In the past, organised gangs in Mexico would rob a freight train's contents by climbing into containers when the train was in a slow-speed area and then throwing goods out. There has developed an increasing trend, however, of derailments, whereby rails are broken or removed in high-speed areas, causing the vehicles to crash. The criminals then offload the freight train's contents for sale on the black market; goods stolen in this manner include products as different as auto parts, cement, clothing, wood, fabric and furniture.
The problem has become so severe that the Mexican government is rerouting some sections of railway from urban areas or busy roads in a bid to minimise the potential damage these derailments could cause. This is costing an initial investment of US$335mn.

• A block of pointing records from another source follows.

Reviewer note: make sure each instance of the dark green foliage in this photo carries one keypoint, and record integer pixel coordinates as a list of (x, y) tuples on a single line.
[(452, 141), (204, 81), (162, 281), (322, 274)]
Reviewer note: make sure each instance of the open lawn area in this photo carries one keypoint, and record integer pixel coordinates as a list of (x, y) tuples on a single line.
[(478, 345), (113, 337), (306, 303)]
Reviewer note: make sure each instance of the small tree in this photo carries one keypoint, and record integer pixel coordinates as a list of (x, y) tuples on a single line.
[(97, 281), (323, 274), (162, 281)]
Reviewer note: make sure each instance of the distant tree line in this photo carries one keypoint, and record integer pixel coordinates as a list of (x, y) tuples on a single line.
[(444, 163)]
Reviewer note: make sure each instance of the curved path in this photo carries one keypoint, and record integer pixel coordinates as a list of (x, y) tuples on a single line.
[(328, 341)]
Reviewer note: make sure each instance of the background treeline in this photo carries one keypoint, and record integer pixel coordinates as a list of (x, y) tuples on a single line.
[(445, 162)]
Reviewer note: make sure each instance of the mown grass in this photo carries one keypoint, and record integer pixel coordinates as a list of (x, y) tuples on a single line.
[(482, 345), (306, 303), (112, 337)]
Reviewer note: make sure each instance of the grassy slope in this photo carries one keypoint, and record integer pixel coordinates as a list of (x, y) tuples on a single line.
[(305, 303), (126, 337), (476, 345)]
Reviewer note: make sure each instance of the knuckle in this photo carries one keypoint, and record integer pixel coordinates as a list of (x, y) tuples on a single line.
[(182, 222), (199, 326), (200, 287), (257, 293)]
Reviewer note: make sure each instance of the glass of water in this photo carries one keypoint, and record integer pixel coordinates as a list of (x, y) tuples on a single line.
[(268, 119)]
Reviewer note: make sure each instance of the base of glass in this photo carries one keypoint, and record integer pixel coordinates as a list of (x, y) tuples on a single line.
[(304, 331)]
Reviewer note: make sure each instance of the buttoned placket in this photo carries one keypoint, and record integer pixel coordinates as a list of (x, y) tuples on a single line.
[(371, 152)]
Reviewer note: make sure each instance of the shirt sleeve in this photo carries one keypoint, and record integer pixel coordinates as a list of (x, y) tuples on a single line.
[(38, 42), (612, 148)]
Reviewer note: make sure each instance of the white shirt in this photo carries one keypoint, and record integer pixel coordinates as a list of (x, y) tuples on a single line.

|Will Forecasts Stay On Track|
|Mexican Rail Freight, 2007-2016 ('000 Tonnes)|
Rail freight in Mexico is a growing sector. The declines experienced in 2008 and 2009 during the global economic crisis were reversed in 2010 when volumes expanded by 15.8%, and we estimate that growth continued in 2011and forecast further growth in 2012 and over the medium term. The sector is dominated by two major players: Grupo México (which has a 74% stake in the Ferromex and Ferrosur rail lines) and Kansas City Southern de México (KCSM), a subsidiary of US-based Kansas City Southern, both of which could see their bottom lines impacted should the derailments continue. According to the World Economic Forum's Global Competiveness Index, Mexico's rail quality is ranked 68th out of 123 countries. This puts it a respectable second in the region in terms of the markets we cover, one place behind Panama and one ahead of Chile. Road is very much the dominant land-based freight transport sector in Mexico, but there is growing interest in the rail sector.
BMI notes, however, that should the derailment of trains continue, serious risk will be presented to th e growing interest in the rail sector . Shippers may opt away from transporting their goods by rail for fear of theft, and this presents downside risk to our growth forecasts for the sector - currently forecast to average 3.8% per annum over our outlook period to 2016. The length of Mexico's rail network - 17,166km - makes it impossible to police the extent of it, though the government initiatives in the worst-affected areas - including Veracruz and Michoacan - could help.
Whether moving onto roads is any safer for shippers is a moot point. Cargo theft on Mexican federal highways is 'alarmingly high' according to the Mexican Alliance of Carriers in April. The theft of cargo is indicative of the situation in Mexico, where the key security risk is armed violence by drug and organised crime gangs, which has been allowed to foster by a high level of police corruption.